この序曲には劇中で使われているさまざまなメロディが登場します。大きく分けて6つの場面で構成されます。


(1) Allegro moderato
 序曲の冒頭は弦楽器による力強いメロディ【譜例1】で始まります。この旋律は第1幕第12場「ロマ族の合唱」《ジングラー、ジングラー》に基づきます。

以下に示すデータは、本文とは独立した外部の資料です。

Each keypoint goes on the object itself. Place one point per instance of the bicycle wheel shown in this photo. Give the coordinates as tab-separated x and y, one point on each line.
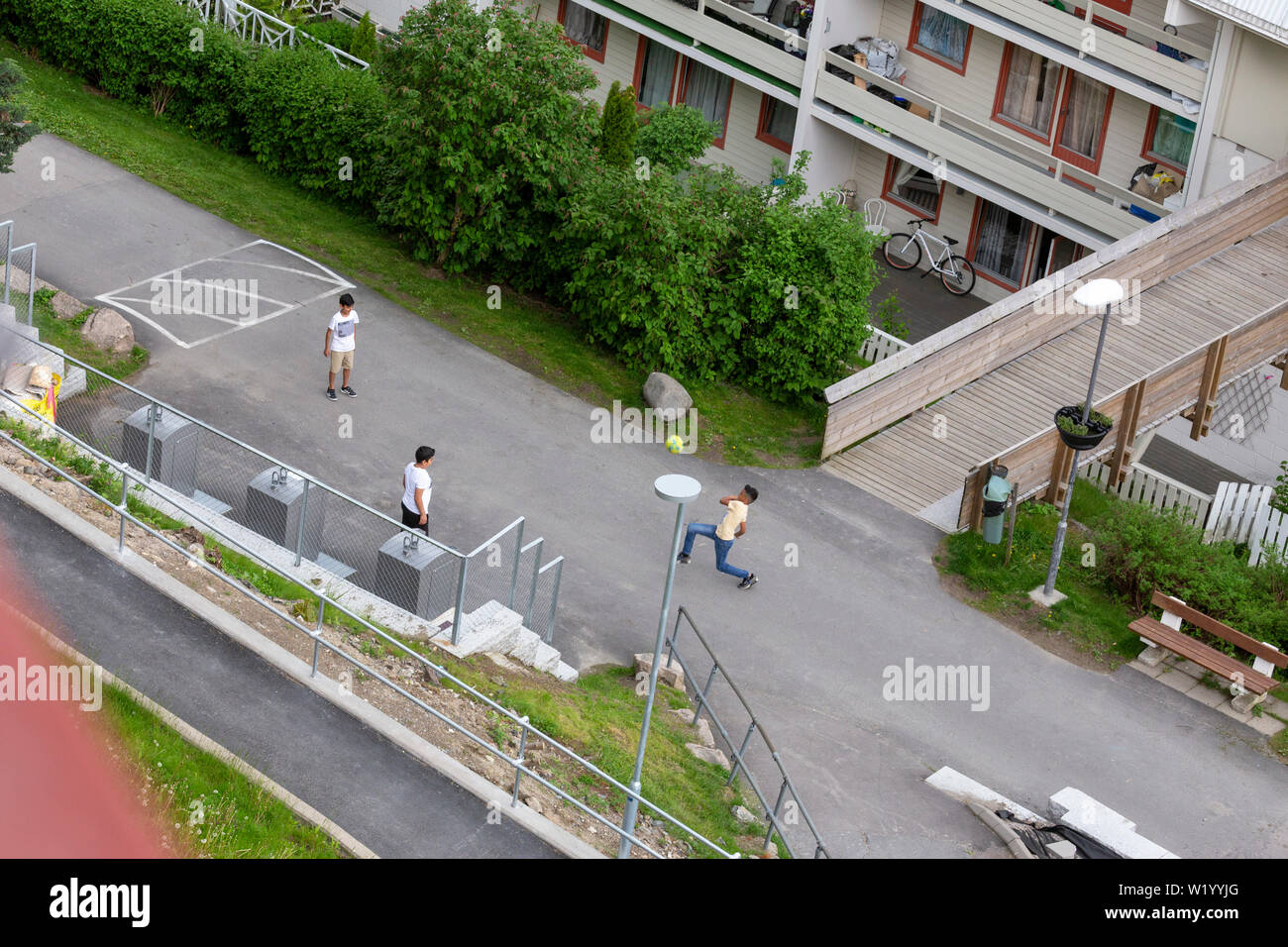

ツィンバロン(ハンガリーの民族楽器)を思わせる弦楽器による音型を経て、クラリネットの独奏によりエキゾチックな旋律【譜例2】が現れます。

(2)Andantino
 弦楽器により冒頭のメロディが再現された後、フルートのカデンツァを経てオーボエによるのどかな独奏【譜例3】に受け継がれて舞台は穏やかな雰囲気に包まれます。このオーボエの旋律は第1幕第13場でザッフィがバリンカイに歌う《この土地こそ、あなたの故郷》に基づきます。

(3)Allegretto moderato
 オーボエによるのびやかで美しいメロディはポルカ風の楽しげな旋律【譜例4】へ受け継がれます。この生き生きとしたメロディは第2幕第1場でザッフィ、ツィプラ、バリンカイが財宝を探すときに歌う三重唱《だから、すべての石を叩きましょう》に基づきます。

(4)Tempo di Valse
 明るいポルカ風のメロディは調性の変化とともに次第に盛り上がり、ここでシュトラウスの真骨頂ともいえる優美なワルツ【譜例5・6】が登場します。このワルツは第2幕第3場でアルゼーナが歌う《喜びに満ちた都市ウィーン》に基づきますが、「宝のワルツ(または宝石のワルツ)」(Schatz-Walzer)としてもよく知られており、単独でも演奏される大変美しい曲です。


(5)Allegro moderato 
 優美なワルツの世界から一転、荒々しいロマ族の舞曲【譜例7】が現れます。この舞曲は第1幕第12場でロマ族の人々が登場する場面で演奏されます。

(6)Andantino
 この舟唄【譜例8】は第1幕の冒頭で歌われる船頭たちの合唱《本当の船頭とは言えませんよ》の旋律に基づきます。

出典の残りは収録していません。